Ainsi, la France considère Varsovie comme un partenaire clé, surtout dans le contexte de la guerre en Ukraine, où la Pologne joue un rôle crucial dans la défense du flanc est de l’UE et de l’OTAN, et dont le réarmement pourrait offrir des opportunités importantes pour la base industrielle et technologique de défense française. La Pologne est aussi un partenaire économique clé, notamment dans le secteur de l’énergie nucléaire. En effet, alors que la Pologne envisage le développement du nucléaire civil, la France aimerait promouvoir son expertise dans le domaine, et le traité de Nancy mentionne d’ailleurs que Paris et Varsovie s’engagent à “promouvoir activement les avantages de l’énergie nucléaire”[8]. À la suite de la signature d’un premier contrat historique avec le géant américain Westinghouse, beaucoup espèrent qu’un second contrat pourrait être conclu avec EDF. Plus récemment un deal historique a été annoncé au Salon du Bourget avec la signature d’un contrat de 2,9 milliards d’euros entre la compagnie aérienne LOT et le constructeur Airbus pour l’acquisition de 40 appareil A220 (avec 44 autres exemplaires en option).

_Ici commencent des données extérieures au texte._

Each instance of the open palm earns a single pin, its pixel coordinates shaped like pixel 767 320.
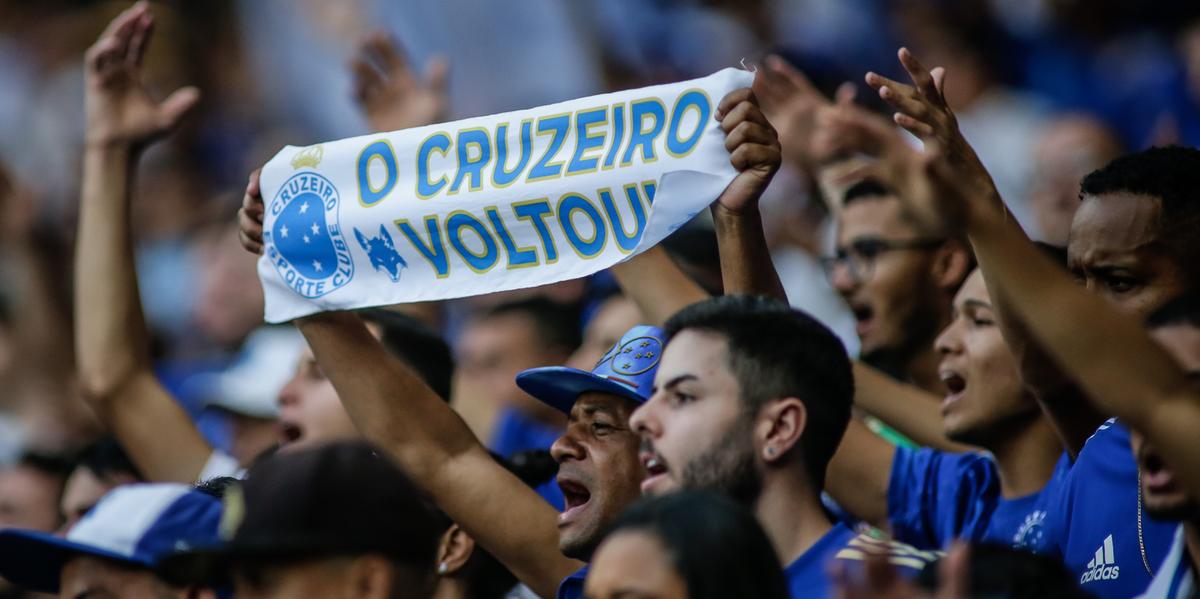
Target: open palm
pixel 119 108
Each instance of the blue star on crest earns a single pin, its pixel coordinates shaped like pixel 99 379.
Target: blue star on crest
pixel 312 255
pixel 646 357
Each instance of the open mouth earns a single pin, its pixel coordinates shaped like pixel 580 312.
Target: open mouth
pixel 954 385
pixel 655 471
pixel 289 432
pixel 575 499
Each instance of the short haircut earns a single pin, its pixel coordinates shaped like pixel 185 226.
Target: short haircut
pixel 778 352
pixel 418 345
pixel 107 460
pixel 715 545
pixel 997 569
pixel 1183 310
pixel 556 325
pixel 865 189
pixel 216 486
pixel 1170 174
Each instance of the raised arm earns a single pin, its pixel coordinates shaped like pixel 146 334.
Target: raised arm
pixel 756 153
pixel 659 287
pixel 923 111
pixel 112 342
pixel 1119 366
pixel 395 409
pixel 859 473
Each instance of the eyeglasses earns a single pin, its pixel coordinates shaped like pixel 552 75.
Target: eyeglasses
pixel 861 255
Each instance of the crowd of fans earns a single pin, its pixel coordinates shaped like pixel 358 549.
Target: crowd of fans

La coopération franco-polonaise s’est aussi développée sous le gouvernement Tusk avec d’autres partenaires européens, en particulier avec l’Allemagne au sein du Triangle de Weimar (France-Allemagne-Pologne). Son agenda pour une “Union forte et géopolitique” s’articule autour de trois axes : le renforcement de la sécurité et de la défense européenne, une cohérence accrue de l’action extérieure de l’UE, et un développement du rayonnement de l’Europe dans le monde, notamment sur les enjeux globaux (en particulier climatiques)[9]. Depuis les Années 90, le format de Weimar a été vu depuis Varsovie comme une opportunité de crédibiliser l’ancrage et le rôle de la Pologne au sein du projet européen, notamment à travers le développement des relations avec le « couple » franco-allemand. Depuis son retour au pouvoir Tusk a fait de ce format une priorité, notamment car cela permet un réengagement parallèle avec les deux pays sans passer par des relations bilatérales directes.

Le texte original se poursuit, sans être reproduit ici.